Assessment of Plasma Cell Leukemia Occurring in Post-Covid-19 Associated with a Paraneoplastic Limbic Encephalitis | Chapter 10 | Perspective of Recent Advances in Medical Research Vol. 11

 Patients accompanying chronic lymphocytic leukemia show a high-risk population for COVID-19. Moreover, the answer to SARS-CoV-2 vaccination is frequently absent or inadequate. A 73-period-old corpulent individual was diagnosed accompanying an acute COVID-19 infection. The patient’s condition enhanced, but six months later a new deterioration emanated. Following the appearance of pancytopenia, plasmacytosis involved the minor blood (35%), in addition to the bone essence (31%), disclosing an osteoclastic pattern. An encephalitis that prevailed at that stage was of the limbic type. It presented anti-GABA B-antibodies. Therefore, the condition being neither an contamination, nor a metabolic disorder, nor a vascular lesion, is most consistent accompanying an autoimmune reaction. The dispassionate features were consistent accompanying a plasma container myeloma, associated with a paraneoplastic disease. Despite some criteria not being join, the POEMS syndrome was the chosen diagnosis. It was kept awake by a fluid accumulation that suffused both pleural gutters and the district around an enlarged hate. This POEMS case had a connection to COVID-19 through two together the initial acute scene and a potential subacute COVID-19 pulmonary disorder that was determined by meaningful radiologic ground glass changes.
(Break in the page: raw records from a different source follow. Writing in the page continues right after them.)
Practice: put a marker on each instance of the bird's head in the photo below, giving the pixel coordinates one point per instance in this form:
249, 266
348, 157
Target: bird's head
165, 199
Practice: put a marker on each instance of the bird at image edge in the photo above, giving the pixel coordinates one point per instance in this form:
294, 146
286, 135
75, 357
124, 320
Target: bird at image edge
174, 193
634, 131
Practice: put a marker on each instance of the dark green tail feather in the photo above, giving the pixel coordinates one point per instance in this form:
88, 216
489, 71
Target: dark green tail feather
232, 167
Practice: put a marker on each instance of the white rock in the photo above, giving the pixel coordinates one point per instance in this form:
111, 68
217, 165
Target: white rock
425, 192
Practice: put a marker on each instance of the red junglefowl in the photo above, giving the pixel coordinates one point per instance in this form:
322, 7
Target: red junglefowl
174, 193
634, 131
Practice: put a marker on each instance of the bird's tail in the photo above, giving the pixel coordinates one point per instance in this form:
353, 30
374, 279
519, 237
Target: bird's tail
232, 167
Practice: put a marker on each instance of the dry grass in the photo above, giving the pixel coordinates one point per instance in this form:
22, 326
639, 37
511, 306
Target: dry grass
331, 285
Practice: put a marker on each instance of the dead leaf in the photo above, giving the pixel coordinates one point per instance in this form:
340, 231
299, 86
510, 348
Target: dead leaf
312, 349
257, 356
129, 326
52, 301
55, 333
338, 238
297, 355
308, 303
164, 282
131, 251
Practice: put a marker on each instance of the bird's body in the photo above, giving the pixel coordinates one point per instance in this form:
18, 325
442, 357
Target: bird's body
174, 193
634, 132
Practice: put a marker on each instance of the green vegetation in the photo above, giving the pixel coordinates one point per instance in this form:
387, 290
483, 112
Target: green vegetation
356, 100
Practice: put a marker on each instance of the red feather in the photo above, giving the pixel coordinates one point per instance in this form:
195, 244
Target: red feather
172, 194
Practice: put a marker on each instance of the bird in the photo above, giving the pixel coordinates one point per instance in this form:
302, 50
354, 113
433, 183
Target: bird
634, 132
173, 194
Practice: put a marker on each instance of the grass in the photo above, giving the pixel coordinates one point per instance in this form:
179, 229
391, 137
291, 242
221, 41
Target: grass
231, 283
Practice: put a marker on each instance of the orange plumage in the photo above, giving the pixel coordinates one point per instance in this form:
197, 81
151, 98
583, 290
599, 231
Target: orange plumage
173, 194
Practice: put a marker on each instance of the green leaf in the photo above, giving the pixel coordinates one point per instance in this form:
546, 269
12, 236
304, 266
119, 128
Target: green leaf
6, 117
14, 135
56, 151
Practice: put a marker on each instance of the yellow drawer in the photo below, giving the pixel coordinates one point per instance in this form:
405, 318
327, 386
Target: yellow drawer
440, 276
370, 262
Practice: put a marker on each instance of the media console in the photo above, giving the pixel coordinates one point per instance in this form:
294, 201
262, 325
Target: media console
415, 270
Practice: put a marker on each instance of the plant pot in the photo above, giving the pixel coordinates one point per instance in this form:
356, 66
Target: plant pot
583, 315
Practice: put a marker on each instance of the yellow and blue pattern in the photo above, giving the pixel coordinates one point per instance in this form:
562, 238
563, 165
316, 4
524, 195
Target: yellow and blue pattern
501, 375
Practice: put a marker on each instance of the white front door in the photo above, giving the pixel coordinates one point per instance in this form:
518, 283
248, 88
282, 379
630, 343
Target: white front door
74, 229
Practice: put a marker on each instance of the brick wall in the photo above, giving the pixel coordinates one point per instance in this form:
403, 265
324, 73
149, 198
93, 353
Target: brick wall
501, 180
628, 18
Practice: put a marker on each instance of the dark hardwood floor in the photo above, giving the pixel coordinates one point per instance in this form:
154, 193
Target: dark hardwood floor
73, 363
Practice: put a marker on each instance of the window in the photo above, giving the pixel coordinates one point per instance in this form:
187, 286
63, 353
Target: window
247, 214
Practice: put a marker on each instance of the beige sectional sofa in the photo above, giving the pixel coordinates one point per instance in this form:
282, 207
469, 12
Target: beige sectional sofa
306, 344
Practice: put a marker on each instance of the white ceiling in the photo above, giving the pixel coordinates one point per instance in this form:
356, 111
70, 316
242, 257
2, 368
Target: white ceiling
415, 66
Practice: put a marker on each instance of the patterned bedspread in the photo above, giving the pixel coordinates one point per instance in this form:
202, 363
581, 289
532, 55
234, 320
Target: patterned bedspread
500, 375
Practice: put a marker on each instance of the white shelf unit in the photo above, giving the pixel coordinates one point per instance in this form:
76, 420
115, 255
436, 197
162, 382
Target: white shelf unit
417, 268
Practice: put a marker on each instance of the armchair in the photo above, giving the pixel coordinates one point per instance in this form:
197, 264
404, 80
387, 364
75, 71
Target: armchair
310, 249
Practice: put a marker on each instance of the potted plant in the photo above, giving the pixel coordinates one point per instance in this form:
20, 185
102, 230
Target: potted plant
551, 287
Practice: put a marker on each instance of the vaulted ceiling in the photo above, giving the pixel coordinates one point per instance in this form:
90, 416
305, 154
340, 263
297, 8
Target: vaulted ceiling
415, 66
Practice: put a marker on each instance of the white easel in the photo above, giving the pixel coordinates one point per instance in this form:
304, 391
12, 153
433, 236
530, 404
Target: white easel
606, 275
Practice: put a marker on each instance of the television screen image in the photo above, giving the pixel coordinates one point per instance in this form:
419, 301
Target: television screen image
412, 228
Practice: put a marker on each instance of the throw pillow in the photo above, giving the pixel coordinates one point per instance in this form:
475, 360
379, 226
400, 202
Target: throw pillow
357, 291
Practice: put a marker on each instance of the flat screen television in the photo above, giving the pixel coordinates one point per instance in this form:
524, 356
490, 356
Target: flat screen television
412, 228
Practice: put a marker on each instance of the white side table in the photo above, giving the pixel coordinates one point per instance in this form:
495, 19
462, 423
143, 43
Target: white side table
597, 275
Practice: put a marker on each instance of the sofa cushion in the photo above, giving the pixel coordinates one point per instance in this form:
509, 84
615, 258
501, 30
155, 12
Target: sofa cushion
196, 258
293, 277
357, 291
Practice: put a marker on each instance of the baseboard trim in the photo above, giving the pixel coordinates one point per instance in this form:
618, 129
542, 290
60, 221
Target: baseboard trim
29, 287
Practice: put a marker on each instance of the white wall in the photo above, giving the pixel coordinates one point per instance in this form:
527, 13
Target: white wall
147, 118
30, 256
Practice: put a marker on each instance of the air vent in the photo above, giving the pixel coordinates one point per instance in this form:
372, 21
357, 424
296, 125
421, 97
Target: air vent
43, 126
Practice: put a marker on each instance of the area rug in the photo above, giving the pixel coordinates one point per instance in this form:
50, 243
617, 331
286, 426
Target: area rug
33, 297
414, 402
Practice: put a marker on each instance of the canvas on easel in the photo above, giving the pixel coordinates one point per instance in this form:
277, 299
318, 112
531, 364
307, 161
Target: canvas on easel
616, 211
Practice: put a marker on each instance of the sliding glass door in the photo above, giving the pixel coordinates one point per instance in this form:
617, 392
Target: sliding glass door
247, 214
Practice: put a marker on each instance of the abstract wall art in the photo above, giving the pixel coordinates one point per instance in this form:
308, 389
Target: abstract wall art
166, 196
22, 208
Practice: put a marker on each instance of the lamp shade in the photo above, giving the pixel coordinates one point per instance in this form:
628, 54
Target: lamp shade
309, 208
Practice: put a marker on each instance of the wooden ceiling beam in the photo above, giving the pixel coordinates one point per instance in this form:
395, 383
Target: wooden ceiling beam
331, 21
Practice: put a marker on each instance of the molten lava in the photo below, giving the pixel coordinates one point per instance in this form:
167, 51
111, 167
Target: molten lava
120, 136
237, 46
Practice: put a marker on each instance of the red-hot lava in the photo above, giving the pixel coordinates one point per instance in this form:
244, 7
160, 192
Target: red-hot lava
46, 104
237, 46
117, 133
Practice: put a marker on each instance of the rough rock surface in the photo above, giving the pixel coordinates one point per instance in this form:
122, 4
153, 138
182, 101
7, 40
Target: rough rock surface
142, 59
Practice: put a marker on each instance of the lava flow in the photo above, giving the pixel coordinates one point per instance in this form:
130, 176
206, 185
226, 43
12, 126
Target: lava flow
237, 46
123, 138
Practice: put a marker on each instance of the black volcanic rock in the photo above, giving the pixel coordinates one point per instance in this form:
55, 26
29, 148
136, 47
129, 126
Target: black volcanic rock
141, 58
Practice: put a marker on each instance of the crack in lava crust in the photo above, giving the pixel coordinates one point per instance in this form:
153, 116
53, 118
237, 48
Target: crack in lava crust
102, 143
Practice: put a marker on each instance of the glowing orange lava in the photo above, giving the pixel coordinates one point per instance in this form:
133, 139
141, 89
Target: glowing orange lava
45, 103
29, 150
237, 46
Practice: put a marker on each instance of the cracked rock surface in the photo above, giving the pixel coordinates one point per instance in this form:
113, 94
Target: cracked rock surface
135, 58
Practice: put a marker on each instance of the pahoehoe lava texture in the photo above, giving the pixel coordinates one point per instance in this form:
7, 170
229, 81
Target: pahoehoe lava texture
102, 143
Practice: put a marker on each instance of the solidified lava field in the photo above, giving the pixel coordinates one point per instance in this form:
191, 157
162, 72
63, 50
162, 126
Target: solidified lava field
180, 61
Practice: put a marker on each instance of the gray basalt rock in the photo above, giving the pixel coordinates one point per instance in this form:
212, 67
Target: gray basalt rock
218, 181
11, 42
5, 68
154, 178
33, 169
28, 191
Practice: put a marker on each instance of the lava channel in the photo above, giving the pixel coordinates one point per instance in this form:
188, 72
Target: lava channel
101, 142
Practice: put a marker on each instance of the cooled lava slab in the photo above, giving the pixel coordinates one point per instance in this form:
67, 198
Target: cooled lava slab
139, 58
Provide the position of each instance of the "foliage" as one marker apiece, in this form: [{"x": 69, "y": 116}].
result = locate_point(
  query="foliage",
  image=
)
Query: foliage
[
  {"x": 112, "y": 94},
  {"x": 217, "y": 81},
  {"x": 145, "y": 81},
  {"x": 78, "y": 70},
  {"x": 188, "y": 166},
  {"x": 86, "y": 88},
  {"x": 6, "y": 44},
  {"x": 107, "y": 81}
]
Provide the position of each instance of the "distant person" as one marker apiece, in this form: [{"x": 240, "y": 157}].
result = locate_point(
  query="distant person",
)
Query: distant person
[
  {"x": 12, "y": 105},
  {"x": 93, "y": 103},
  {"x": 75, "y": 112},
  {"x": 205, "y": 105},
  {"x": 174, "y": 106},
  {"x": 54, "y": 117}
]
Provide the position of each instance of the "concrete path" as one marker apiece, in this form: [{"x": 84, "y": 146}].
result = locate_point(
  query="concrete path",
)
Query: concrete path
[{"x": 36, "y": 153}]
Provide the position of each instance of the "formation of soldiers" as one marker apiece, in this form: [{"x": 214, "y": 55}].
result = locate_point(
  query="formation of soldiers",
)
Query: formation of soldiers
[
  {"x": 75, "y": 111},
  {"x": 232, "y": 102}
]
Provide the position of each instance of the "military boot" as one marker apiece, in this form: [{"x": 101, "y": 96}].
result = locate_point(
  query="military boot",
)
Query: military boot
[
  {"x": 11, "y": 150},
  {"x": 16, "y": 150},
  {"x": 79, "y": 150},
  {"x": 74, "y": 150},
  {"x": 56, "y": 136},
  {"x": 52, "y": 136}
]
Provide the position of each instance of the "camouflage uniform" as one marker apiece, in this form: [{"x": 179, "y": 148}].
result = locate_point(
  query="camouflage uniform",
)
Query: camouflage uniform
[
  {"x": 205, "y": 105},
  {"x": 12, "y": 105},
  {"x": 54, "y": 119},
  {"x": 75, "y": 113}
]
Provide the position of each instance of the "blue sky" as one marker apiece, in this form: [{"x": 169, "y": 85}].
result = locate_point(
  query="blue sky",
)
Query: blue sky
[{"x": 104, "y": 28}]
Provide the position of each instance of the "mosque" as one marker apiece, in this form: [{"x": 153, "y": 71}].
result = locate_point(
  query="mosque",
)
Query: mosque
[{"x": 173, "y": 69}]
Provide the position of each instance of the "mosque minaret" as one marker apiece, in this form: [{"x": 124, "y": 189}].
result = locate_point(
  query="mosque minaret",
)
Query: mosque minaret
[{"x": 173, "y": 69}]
In this case, apart from having plasma container leukaemia, the patient also knowledgeable hypoxemic respiratory insufficiency and withered from respiratory loss. As a result, we have described a POEMS condition that was caused by plasma container leukaemia and complicated by pulmonary COVID-19, likely with long COVID features.

Author(s) Details:

Ory Rouvio,
Department of Hematology, Soroka University Medical Center, FOHS, Ben Gurion University of the Negev, Beer Sheva, Israel and Internal Medicine A, Soroka University Medical Center, FOHS, Ben Gurion University of the Negev, Beer Sheva, Israel.

Itai Levi,
Internal Medicine A, Soroka University Medical Center, FOHS, Ben Gurion University of the Negev, Beer Sheva, Israel.

Daniel Benharroch,
Department of Pathology, Faculty of Health Sciences, Ben Gurion University of the Negev, Beer Sheva, Israel.